Une vision critique des transformations du pays signée par Dang Nhat Minh.
Film vietnamien de Dang Nhat Minh. Avec Bui Bai Binh, Nguyen Lan Huong, Pham Thu Thuy. (1 h 40.)


Hanoï, aujourd'hui. Un homme qui gagne sa vie comme modèle dans une école des beaux-arts rôde régulièrement autour d'une maison et de son jardin au centre duquel se trouve un goyavier. C'est Hoa, un cinquantenaire, légèrement simple d'esprit, enfantin, serviable et plus sensible à la beauté des billets de banque qu'à leur valeur d'échange (dès le début du film, il perd les dollars de sa paie).

Il est un jour arrêté par la police après s'être introduit dans le jardin. Sa sœur, venue le chercher au poste, dévoile petit à petit les raisons de son comportement, donnant le point de départ d'une série de retours en arrière. Enfants, ils ont habité cette demeure. Leur père était un avocat, qui a dû céder, d'abord un étage, puis toute la maison à l'Etat, dans le cadre d'une réquisition. Elle est habitée désormais par un affairiste, dont la fille, étudiante, accueille Hoa, touchée par son histoire.

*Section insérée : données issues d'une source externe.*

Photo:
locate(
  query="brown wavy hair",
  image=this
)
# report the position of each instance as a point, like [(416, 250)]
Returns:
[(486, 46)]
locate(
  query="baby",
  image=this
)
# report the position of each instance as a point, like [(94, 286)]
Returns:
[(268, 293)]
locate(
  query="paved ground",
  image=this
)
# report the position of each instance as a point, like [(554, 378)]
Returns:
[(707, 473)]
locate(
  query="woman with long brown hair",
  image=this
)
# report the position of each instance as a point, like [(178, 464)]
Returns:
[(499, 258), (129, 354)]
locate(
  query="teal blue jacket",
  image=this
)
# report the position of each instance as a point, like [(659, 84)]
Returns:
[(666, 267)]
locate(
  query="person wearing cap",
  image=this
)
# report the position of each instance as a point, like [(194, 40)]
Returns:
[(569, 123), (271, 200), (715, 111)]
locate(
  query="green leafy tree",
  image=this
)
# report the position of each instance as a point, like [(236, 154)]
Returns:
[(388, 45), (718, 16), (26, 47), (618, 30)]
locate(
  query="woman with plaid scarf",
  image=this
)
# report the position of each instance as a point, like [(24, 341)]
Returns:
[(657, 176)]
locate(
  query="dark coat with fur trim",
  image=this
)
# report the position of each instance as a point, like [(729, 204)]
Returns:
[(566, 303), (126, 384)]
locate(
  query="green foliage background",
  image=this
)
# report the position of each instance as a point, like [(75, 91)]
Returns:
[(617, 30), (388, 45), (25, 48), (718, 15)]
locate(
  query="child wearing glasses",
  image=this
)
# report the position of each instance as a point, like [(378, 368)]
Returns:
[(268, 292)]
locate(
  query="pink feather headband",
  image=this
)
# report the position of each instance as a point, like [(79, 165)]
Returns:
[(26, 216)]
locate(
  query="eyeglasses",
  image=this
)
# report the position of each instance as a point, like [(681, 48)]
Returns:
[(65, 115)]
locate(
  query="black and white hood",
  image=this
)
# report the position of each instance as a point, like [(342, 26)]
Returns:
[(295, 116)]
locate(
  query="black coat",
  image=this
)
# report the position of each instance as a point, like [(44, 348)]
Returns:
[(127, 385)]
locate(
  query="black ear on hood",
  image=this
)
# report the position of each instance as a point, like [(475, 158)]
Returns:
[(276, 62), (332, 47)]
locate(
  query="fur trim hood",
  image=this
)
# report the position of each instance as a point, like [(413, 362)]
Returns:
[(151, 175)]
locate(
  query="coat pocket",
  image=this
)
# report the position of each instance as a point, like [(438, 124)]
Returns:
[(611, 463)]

La nostalgie d'une vie paisible

Il y a plusieurs niveaux de lecture dans le film de Dang Nhat Minh, figure marquante du cinéma vietnamien, dont le film Nostalgie de la campagne, en 1995, avait été considéré comme une œuvre-clé de l'évolution de la production. Pour son personnage principal, le temps s'est arrêté à l'enfance, à la suite d'un accident, lorsqu'il avait 12 ans. C'est donc la nostalgie d'une vie paisible, insouciante, faite de jeux, qu'exprime un personnage qui, mentalement, a depuis refusé toute évolution. Mais derrière le portrait d'Hoa se cache une vision critique des transformations de la société vietnamienne. Aux exigences de l'Etat et du parti s'est substitué (en fait s'est ajouté) le règne de l'argent. La métaphore de la maison et de ses changements de propriétaires est limpide et, il faut le dire, peu subtile. De l'avocat petit-bourgeois au parti, puis à l'affairiste et, enfin, apprend-on in fine, à une société anonyme, la succession des différents habitants reflète le changement d'un univers petit à petit rongé par le mercantilisme.

Malgré l'anonymat de la mise en scène, La Saison des goyaves laisse parfois passer divers sentiments, dont celui d'une peur diffuse devant les figures d'une autorité redoutée (l'arrestation par la police du héros, surpris dans le jardin est très inquiétante). La folie rhétorique d'Hoa en dit plus long qu'on croit.